How to lay a wooden floor: Keep it Simple

Installing a wooden floor (solid or wood-engineered) as DIY-er isn’t rocket science, more a case of common sense, patience, using the correct materials and making the correct preparations.

Some things are so obvious we won’t go into them in detail (like buying wood that is suitable to be installed as floor and dry enough, meaning: timber wood – 15% moist or more – isn’t suited and that the room is wind and weather proof, wet decoration work finished etc).

Correct materials and correct preparations
:
Quality products might be a little bit dearer; in the end it will save you time, aggravation and possibly even regret and money.
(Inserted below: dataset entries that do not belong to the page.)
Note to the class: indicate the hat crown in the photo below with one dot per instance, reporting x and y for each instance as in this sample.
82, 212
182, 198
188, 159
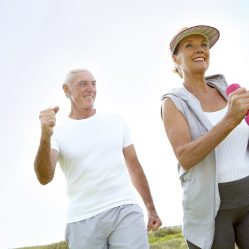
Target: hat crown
211, 33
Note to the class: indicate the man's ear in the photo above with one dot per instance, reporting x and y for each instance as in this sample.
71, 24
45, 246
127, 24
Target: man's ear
66, 90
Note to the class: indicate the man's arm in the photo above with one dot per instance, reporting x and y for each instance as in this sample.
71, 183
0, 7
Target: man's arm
140, 182
46, 158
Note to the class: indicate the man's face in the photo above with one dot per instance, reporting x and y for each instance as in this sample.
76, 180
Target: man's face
82, 90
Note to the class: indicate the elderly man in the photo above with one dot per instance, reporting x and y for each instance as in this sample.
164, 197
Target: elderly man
96, 154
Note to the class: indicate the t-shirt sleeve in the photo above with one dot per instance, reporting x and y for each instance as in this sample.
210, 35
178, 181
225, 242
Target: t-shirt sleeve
127, 140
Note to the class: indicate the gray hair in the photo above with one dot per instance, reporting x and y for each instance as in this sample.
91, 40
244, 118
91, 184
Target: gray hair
70, 75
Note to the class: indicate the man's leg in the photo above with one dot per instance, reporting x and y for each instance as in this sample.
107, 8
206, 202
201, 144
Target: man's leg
242, 233
129, 229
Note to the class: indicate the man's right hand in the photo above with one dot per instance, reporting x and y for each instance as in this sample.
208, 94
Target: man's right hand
48, 119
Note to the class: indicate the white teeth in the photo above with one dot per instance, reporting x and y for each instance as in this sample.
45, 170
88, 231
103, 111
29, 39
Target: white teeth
199, 59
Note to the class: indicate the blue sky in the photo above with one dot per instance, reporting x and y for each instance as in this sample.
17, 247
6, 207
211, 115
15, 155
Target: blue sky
125, 45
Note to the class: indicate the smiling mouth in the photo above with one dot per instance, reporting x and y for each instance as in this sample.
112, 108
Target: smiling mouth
199, 59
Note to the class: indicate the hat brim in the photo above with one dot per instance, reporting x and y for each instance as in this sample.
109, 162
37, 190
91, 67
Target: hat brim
210, 33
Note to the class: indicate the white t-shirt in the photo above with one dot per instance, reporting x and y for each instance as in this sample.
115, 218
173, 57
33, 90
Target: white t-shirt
232, 156
91, 157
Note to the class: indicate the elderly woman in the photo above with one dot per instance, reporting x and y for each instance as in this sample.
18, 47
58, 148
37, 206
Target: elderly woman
210, 140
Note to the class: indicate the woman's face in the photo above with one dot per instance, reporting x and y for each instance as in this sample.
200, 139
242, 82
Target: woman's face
192, 55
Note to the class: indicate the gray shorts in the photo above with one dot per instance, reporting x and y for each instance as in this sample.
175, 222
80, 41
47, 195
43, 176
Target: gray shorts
121, 227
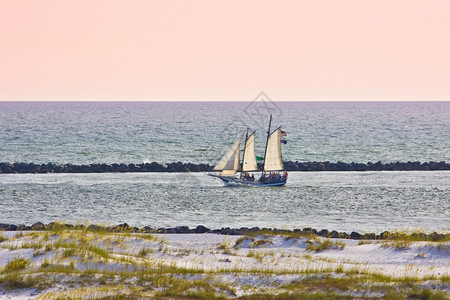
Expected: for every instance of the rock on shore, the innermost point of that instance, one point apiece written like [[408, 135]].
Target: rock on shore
[[223, 231], [19, 167]]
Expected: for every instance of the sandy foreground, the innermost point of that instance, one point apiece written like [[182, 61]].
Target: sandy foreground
[[71, 263]]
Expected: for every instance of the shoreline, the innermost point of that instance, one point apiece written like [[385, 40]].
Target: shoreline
[[200, 229], [23, 168], [78, 263]]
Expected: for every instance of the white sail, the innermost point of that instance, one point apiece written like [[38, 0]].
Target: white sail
[[249, 161], [273, 160], [229, 163]]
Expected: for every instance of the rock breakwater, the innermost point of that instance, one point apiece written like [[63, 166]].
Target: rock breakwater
[[125, 228], [19, 167]]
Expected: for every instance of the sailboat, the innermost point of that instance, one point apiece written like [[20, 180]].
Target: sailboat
[[230, 163]]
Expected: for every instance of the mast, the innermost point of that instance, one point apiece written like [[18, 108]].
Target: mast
[[267, 141], [243, 156]]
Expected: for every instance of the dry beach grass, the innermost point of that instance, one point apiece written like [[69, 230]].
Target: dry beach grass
[[96, 264]]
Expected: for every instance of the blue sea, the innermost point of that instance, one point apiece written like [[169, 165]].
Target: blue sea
[[201, 132]]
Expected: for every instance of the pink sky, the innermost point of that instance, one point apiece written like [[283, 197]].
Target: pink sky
[[224, 50]]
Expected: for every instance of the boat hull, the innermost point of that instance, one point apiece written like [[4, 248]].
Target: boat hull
[[227, 180]]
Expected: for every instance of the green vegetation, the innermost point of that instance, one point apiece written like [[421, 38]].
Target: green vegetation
[[16, 264], [100, 264]]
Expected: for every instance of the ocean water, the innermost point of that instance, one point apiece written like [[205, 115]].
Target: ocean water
[[347, 201], [83, 133]]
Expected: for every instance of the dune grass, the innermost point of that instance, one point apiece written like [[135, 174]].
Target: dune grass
[[99, 264]]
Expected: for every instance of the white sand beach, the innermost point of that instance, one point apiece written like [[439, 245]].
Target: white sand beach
[[94, 265]]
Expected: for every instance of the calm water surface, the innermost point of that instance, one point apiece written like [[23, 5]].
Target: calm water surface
[[201, 132], [362, 201]]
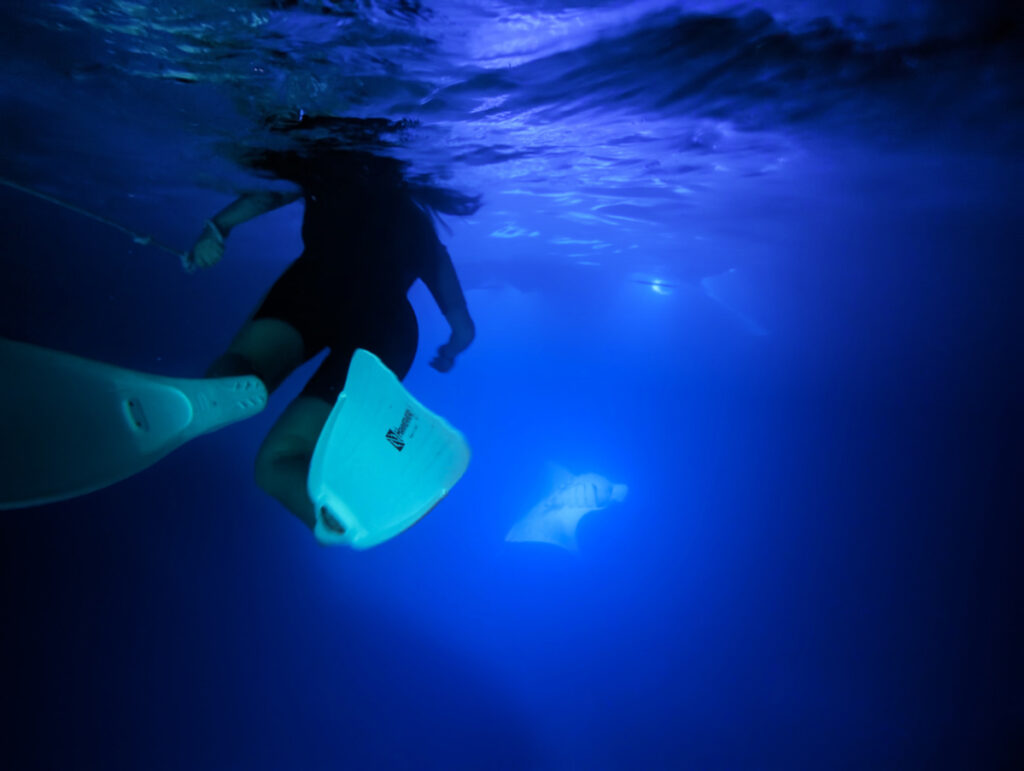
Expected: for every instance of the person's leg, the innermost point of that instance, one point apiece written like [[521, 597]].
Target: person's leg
[[283, 462], [268, 348]]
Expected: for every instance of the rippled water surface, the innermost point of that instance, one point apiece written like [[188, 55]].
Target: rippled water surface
[[760, 261]]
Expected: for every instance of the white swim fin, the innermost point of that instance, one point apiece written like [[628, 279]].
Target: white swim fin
[[70, 426], [382, 462]]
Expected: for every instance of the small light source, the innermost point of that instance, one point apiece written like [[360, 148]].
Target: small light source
[[659, 288]]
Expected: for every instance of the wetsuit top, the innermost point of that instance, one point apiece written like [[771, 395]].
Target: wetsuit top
[[370, 242]]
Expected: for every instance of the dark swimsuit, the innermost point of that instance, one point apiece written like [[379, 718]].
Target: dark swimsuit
[[364, 250]]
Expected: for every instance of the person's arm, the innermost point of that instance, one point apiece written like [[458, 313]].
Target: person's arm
[[444, 287], [210, 246]]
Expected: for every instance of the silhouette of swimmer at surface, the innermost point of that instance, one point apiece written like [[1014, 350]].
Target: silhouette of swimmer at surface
[[369, 234]]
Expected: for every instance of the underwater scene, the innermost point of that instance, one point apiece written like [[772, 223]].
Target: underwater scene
[[711, 354]]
  • Make sure you have one type of underfloor and the underfloor is ready (dry, level, - remove existing floor-covering timely enough to make good any defects or unevenness in time)
  • Buy the correct underlayment (with the ‘floating-method’)
  • Have all the materials in house before you start, make a list of everything you need at least one week beforehand and make sure it can be delivered or collected on time (because some materials just run out of stock, you’ll know Murphy’s Law)
  • Make sure all tools you need are in the house, are working, sharp and safe (if you have to hire specific tools, place a reservation on them with the hire company so you’re not going to be disappointed)
  • Store the wood in the same area you plan to lay it (or in an area that has the same ‘climate-conditions’ – garages are a definite No No) 2 – 4 days before you start the installation; leave the wood in the packs (if wrapped in packaging material and according to manufacturers instructions, some do differ, most not).
  • Clear all furniture out of the room beforehand, dust from sawing will get in anything!
  • Remove – if needed – skirting boards, mark them when you do so you know which one to place back where to avoid mix-ups and extra cutting work when placing them back.

Preparations on the day (floating method with standard T&G fixing)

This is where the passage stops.